El grave accidente se produjo el 14 de mayo en un taller ubicado sobre la calle Malvinas Argentinas, a pocos metros al cardinal este del estadio La Fortaleza alba de Racing Club de esta localidad. La explosión se produjo cerca del mediodía cuando Rinaldi (45) se encontraba soldando con una autógena un depósito de 200 litros de combustible. La onda expansiva también alcanzó a su empleado de apellido Macagno (25) y a su hijo de 18 años. Los mecánicos inicialmente fueron trasladados a Santa Rosa, pero el hijo de Rinaldi tuvo solo lesiones leves. Macagno presentó lesiones graves y Rinaldi fue inmediatamente derivado al Centro Cemic en el barrio porteño de Saavedra.

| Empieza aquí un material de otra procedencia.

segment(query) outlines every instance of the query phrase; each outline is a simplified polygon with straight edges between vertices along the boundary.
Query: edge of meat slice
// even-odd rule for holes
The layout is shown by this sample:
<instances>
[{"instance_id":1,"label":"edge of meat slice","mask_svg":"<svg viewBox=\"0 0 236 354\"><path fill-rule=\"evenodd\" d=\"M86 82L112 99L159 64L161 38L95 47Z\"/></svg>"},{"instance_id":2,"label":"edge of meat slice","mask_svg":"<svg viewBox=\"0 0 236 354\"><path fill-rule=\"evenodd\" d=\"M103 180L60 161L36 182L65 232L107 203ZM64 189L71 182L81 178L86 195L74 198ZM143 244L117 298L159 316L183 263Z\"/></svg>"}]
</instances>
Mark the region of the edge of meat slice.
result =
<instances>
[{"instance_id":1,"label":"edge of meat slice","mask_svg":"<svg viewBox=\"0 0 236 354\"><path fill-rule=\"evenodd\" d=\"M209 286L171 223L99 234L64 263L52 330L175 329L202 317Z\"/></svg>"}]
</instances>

“Esto nos cambio la vida, porque de estar dando clases con el guardapolvo me tuve que ir a Buenos Aires durante 114 días”, recordó ayer su esposa.

“Pocas chances”.
La esposa recordó que Rinaldi tenía “muy pocas chances de vida”. Los médicos le indicaron que las probabilidades de recuperación eran del 20 por ciento. “Fue una etapa muy dura porque no teníamos muchas esperanzas. Pero, fue un milagro muy grande, y afortunadamente lo tengo acá vivo y con una lenta recuperación”, dijo Bibiana Reyes.
En el centro de recuperación bonaerense estimaban que Rinaldi permanecería internado en terapia intensiva hasta cerca de fin de año. Pero, a los 43 días despertó del estado de coma, y comenzó a evolucionar favorablemente.
“Tenía quemaduras en el 60 por ciento del cuerpo, y ayudó que no tenía quemaduras en los órganos vitales internos. Tenía los miembros inferiores y superiores todos quemados. En la medida que se fue compensando, se fueron haciendo injertos. El cuerpo rechazó los injertos, entonces fueron haciendo auto injertos desde el tórax”, relató Reyes.